Vierundzwanzig Metallpritschen stehen exakt in Zwölferreihen aufgereiht. Auf jeder Pritsche liegt eine sorgfältig doppelt gefaltete Decke. Alle besonders penibel angeordnet. Wie die ganze Instalation, deren kalt serielle Geometrie sofort an beamtisch befolgte Vorgaben denken läßt. „Lazarett“ nennt die Bonner Künstlerin Heide Pawelzik(38) ihre jüngste Installation, die neben großformatigen Bildern im Oldenburger Kunstverein gezeigt wird.

Die erste Assoziation an Notkrankenhäuser für Katastrophenfälle wird jedoch sofort beiseite geschoben durch das viel bedrückendere Bild von Massenunterkünften für Asylanten, Obdachlose und DDR-Flüchtlinge. Was Pawelzik als künstlerisches Gegenbild entworfen hat, ist mit der immer katastrophaleren Zwangseinpferchung von Erwachsenen und Kindern in Turnhallen, „Hotel“ genannten Dreckslöchern

und Luftschutzbunkern, längst das Normalbild des Hinterhofs unserer Hochglanzgesellschaft.
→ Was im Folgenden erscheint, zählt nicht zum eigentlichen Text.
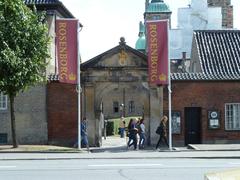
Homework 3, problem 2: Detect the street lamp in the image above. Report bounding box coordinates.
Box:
[120,104,124,117]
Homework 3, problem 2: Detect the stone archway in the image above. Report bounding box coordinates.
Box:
[95,82,150,144]
[81,41,163,146]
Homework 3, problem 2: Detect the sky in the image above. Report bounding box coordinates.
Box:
[60,0,240,62]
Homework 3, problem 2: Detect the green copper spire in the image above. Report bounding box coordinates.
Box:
[135,22,146,52]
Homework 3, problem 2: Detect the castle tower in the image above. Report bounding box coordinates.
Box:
[144,0,172,27]
[208,0,233,28]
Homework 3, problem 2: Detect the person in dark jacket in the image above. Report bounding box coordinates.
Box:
[156,116,169,149]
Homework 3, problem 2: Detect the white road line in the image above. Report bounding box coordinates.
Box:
[228,162,240,165]
[88,164,163,167]
[0,166,17,169]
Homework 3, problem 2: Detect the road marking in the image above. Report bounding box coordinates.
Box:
[228,162,240,165]
[88,164,163,167]
[0,166,17,169]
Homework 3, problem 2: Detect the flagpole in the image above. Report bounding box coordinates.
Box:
[167,20,172,151]
[77,21,82,150]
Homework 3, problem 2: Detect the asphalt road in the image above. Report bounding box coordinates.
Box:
[0,159,240,180]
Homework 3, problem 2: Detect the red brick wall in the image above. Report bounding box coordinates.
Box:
[164,81,240,143]
[47,82,78,146]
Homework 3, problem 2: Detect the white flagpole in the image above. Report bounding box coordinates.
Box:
[167,20,172,151]
[77,22,82,150]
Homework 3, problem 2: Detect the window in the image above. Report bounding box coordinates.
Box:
[113,101,119,113]
[225,103,240,130]
[128,101,135,113]
[0,92,7,110]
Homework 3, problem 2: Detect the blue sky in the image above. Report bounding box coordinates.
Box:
[61,0,240,62]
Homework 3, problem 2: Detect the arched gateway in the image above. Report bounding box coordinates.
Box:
[81,38,163,146]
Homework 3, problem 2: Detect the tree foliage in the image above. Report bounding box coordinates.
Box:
[0,0,49,147]
[0,0,49,97]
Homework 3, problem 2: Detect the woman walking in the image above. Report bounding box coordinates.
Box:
[127,119,138,150]
[138,119,146,149]
[156,116,169,149]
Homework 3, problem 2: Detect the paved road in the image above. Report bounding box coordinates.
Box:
[0,158,240,180]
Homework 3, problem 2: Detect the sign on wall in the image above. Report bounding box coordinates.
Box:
[56,19,78,84]
[172,111,181,134]
[147,20,168,85]
[208,110,220,129]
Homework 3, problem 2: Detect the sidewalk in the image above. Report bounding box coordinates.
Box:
[0,137,240,160]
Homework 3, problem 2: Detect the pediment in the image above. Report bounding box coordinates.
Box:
[81,45,147,70]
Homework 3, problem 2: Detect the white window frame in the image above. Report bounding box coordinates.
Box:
[225,103,240,131]
[0,92,8,110]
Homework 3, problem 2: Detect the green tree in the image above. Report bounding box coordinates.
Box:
[0,0,49,148]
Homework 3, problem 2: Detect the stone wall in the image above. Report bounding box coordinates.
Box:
[0,85,48,144]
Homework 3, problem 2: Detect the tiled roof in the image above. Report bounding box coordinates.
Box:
[171,73,240,81]
[25,0,60,4]
[24,0,74,18]
[194,30,240,77]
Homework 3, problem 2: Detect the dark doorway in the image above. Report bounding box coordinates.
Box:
[184,107,201,145]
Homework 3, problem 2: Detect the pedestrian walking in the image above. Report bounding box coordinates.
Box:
[119,117,126,138]
[127,119,138,150]
[156,116,169,149]
[81,117,89,150]
[138,118,146,149]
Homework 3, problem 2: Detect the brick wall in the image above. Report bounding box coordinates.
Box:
[164,81,240,144]
[47,82,78,146]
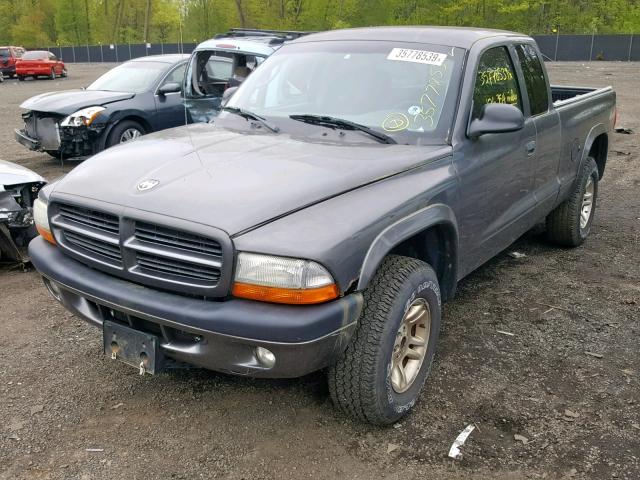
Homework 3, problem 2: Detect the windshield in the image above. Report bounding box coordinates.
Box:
[22,50,49,60]
[228,41,464,145]
[87,62,171,93]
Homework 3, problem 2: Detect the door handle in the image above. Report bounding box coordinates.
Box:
[524,140,536,155]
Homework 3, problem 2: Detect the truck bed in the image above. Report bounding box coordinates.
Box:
[551,85,611,104]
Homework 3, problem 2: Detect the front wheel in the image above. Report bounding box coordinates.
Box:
[328,255,441,425]
[546,157,600,247]
[106,120,146,148]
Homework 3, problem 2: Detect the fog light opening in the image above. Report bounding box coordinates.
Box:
[42,277,62,302]
[256,347,276,368]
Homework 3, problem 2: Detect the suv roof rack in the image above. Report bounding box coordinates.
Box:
[214,28,315,43]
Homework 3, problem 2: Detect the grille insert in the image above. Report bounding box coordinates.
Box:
[135,222,222,257]
[59,205,120,235]
[50,202,228,298]
[64,230,122,262]
[136,252,220,284]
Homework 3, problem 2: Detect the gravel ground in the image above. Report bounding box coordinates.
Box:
[0,63,640,480]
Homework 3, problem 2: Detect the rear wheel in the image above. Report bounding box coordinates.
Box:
[547,157,600,247]
[328,255,441,425]
[106,120,146,148]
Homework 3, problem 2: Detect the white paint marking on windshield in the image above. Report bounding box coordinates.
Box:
[387,48,447,67]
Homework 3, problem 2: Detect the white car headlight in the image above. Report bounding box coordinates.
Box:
[233,252,339,304]
[33,198,56,245]
[60,106,106,127]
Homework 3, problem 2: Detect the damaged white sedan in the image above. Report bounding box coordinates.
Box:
[0,160,47,262]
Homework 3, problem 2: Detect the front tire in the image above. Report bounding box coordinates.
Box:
[546,157,600,247]
[106,120,146,148]
[328,255,441,425]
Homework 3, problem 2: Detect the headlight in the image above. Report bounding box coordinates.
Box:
[233,252,339,304]
[33,198,56,245]
[60,107,106,127]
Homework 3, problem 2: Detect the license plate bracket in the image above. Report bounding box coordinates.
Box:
[102,320,163,375]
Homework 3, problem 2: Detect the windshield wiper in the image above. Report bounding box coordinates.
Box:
[222,107,280,133]
[289,114,398,144]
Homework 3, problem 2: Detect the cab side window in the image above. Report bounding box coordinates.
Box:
[472,47,522,118]
[516,45,549,115]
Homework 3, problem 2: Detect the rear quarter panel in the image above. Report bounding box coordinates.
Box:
[555,87,616,199]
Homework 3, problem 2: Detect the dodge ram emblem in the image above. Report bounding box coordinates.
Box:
[136,178,160,192]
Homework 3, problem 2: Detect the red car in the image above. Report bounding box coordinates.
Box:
[16,50,67,80]
[0,47,25,77]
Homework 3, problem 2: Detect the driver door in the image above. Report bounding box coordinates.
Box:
[456,45,536,274]
[154,63,187,131]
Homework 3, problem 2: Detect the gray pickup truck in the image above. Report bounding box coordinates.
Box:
[29,27,615,424]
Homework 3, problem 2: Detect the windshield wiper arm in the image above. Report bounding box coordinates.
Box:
[222,107,280,133]
[289,114,398,144]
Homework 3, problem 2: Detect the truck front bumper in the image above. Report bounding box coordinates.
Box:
[29,237,363,378]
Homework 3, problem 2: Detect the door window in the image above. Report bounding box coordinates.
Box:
[516,45,549,115]
[472,47,522,118]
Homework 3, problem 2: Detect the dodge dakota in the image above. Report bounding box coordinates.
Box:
[29,27,616,424]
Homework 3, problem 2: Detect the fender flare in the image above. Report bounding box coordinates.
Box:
[576,123,609,174]
[357,203,458,298]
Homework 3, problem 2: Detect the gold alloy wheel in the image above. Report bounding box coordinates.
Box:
[391,298,431,393]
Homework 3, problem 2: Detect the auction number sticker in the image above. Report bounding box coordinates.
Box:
[387,48,447,67]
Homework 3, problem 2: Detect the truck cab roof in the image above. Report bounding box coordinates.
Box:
[295,26,525,50]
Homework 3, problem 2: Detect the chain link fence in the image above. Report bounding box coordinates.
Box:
[42,34,640,63]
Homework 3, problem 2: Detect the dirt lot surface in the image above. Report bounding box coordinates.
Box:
[0,63,640,480]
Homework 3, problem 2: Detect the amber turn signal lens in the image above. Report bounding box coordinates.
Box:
[233,282,339,305]
[36,224,56,245]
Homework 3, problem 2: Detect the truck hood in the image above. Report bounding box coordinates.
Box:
[52,124,451,235]
[0,160,45,190]
[20,89,135,115]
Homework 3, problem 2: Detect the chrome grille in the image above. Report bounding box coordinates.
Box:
[49,201,233,297]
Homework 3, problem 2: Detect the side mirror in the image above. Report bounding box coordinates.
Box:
[158,82,182,95]
[220,87,238,107]
[467,103,524,138]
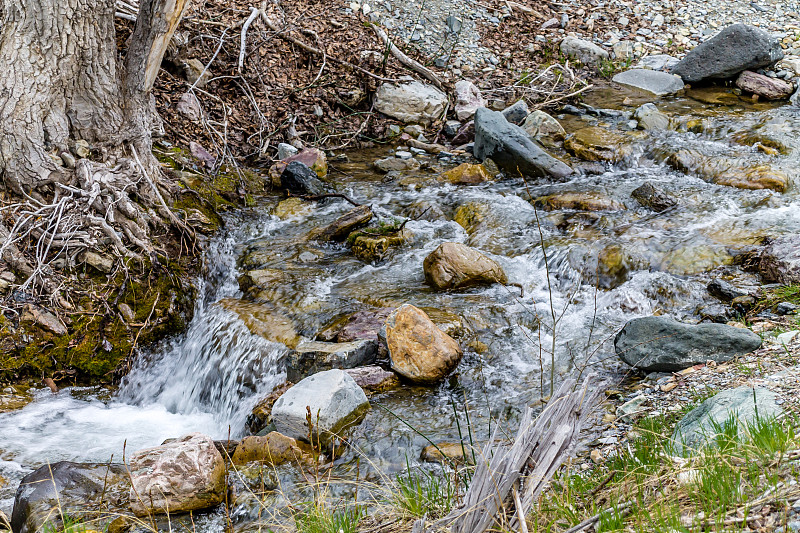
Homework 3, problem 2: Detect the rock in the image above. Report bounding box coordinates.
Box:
[474,107,572,178]
[560,37,609,65]
[614,316,761,372]
[380,304,463,384]
[522,110,567,141]
[736,70,794,100]
[455,80,486,122]
[758,234,800,285]
[375,78,447,126]
[672,386,783,455]
[667,149,789,192]
[309,205,373,242]
[129,433,227,516]
[281,161,325,196]
[374,157,419,172]
[423,242,508,289]
[672,24,783,83]
[636,54,680,71]
[631,181,678,213]
[439,163,494,185]
[218,298,300,348]
[231,431,314,466]
[502,100,530,126]
[19,304,68,337]
[278,143,300,161]
[345,366,400,393]
[272,198,314,220]
[534,192,625,211]
[175,93,203,122]
[181,58,211,89]
[564,126,633,163]
[633,104,669,130]
[286,339,378,383]
[611,68,683,96]
[706,278,748,303]
[272,369,369,448]
[420,442,472,464]
[11,461,130,533]
[269,145,328,187]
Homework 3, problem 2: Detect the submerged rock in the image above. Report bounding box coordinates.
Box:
[286,339,378,382]
[375,78,447,126]
[272,370,369,448]
[564,126,633,163]
[614,316,761,372]
[559,36,609,65]
[130,433,227,516]
[672,387,783,455]
[381,304,463,384]
[758,234,800,285]
[474,107,572,178]
[631,181,678,213]
[422,242,508,289]
[611,68,683,96]
[736,70,794,100]
[11,461,131,533]
[453,80,486,121]
[672,24,783,83]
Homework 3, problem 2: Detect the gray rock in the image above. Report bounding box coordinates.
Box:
[502,100,530,126]
[672,387,783,455]
[278,143,300,161]
[614,316,761,372]
[758,235,800,285]
[611,68,683,96]
[636,54,680,71]
[560,37,609,65]
[672,24,783,83]
[286,340,378,382]
[11,461,131,533]
[631,181,678,213]
[633,104,669,130]
[473,107,572,178]
[272,370,369,446]
[281,161,325,196]
[375,79,447,125]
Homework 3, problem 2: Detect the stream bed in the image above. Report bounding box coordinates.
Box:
[0,85,800,531]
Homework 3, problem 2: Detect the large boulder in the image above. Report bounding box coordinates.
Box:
[11,461,130,533]
[455,80,486,122]
[672,386,783,455]
[614,316,761,372]
[736,70,794,100]
[611,68,683,96]
[473,107,572,178]
[422,242,508,289]
[286,339,378,382]
[758,234,800,285]
[129,433,227,516]
[381,304,463,384]
[560,36,609,65]
[272,369,369,448]
[375,78,447,125]
[672,24,783,83]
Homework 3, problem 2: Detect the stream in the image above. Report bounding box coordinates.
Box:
[0,85,800,531]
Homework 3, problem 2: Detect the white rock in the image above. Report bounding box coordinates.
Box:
[375,78,447,125]
[272,370,369,446]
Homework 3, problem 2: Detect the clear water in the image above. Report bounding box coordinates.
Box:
[0,88,800,515]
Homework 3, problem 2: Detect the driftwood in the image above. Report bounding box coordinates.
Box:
[412,376,599,533]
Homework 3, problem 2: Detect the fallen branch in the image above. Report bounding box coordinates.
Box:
[371,24,443,89]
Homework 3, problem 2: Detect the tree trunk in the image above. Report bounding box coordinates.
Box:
[0,0,188,290]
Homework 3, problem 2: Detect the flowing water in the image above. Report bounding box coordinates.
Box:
[0,91,800,531]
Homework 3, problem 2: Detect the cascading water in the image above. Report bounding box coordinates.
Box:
[0,88,800,524]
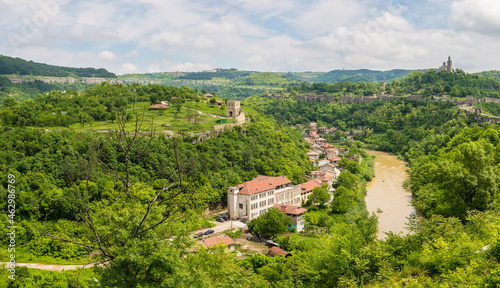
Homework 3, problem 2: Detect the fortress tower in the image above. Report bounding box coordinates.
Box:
[226,101,245,124]
[439,56,453,73]
[227,101,240,118]
[446,56,453,73]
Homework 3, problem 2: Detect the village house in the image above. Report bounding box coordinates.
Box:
[306,150,319,160]
[328,156,342,167]
[309,133,319,142]
[227,175,302,221]
[299,180,321,203]
[316,170,337,191]
[314,134,326,147]
[319,162,336,172]
[274,204,307,232]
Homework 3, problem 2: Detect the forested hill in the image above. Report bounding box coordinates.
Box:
[0,55,116,78]
[280,69,500,98]
[312,69,425,83]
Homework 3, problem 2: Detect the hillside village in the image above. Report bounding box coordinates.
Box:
[199,123,361,257]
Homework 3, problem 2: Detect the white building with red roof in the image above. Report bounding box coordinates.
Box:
[227,175,302,221]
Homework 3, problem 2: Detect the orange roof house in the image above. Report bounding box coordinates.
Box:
[149,104,170,110]
[299,180,321,194]
[227,175,302,221]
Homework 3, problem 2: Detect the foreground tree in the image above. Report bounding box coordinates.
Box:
[38,111,203,287]
[309,185,332,206]
[248,208,291,239]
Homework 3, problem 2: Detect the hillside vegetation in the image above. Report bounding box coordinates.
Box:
[0,55,116,78]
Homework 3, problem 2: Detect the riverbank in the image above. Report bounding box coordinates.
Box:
[365,150,416,239]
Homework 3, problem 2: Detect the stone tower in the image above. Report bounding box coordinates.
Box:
[227,101,240,118]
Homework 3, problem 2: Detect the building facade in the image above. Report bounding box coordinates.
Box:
[227,176,302,221]
[274,204,307,232]
[439,56,453,73]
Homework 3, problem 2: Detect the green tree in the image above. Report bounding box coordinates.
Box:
[248,207,291,238]
[309,184,332,206]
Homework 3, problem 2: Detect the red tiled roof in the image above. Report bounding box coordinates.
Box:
[238,175,292,195]
[267,246,292,257]
[202,235,236,248]
[273,204,307,215]
[149,104,170,109]
[299,180,321,194]
[320,142,335,149]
Ohne Frage geht es Pawelzik immer um den Menschen, in der Installation wie auch in ihren finsteren Malereien. Doch nirgens taucht er auf.

Gerade das Fehlen der Menschen in der erstarrten Atmosphäre zwingt den Betrachter, die Anwesenheit des Abwesenden in der Vorstellung durchzuspielen. Gefährliche Ruhe liegt in der Luft, der Tag nach der Neutronenbombe dürfte eine ähnlich ordentliche Fassade vorzeigen, aber es wäre niemand da, den Staub zu wischen. Natürlich rührt die spröde Erbärmlichkeit der Materialien Emotionen auf - die Pritschen sind aus dünnen Eisenrohren zerbrechlich zart und mit 40 cm Breite nicht zum geruhsamen Schlaf gedacht und die Decken sind aus bröseligem Pappmache geformt. Doch weder gefällt sich die Kunst Pawelziks in purer

arte provera-Ästhetik, noch verfängt sie sich inhaltlich in schwülstigem Moralpathos. Die Strophe aus Erich Frieds Gedicht „Gegen Vergessen“: „Ich will mich erinnern / an die Vergangenheit und an die Zukunft / und ich will mich erinnern / wie bald ich vergessen muß / und ich will mich erinnern / wie bald ich vergessen sein / werde„, steht zwar für die inhaltliche Programmatik des gesamten Werks der Künstlerin, nie formt sie jedoch eine Aussage als greifbar Deutbares aus.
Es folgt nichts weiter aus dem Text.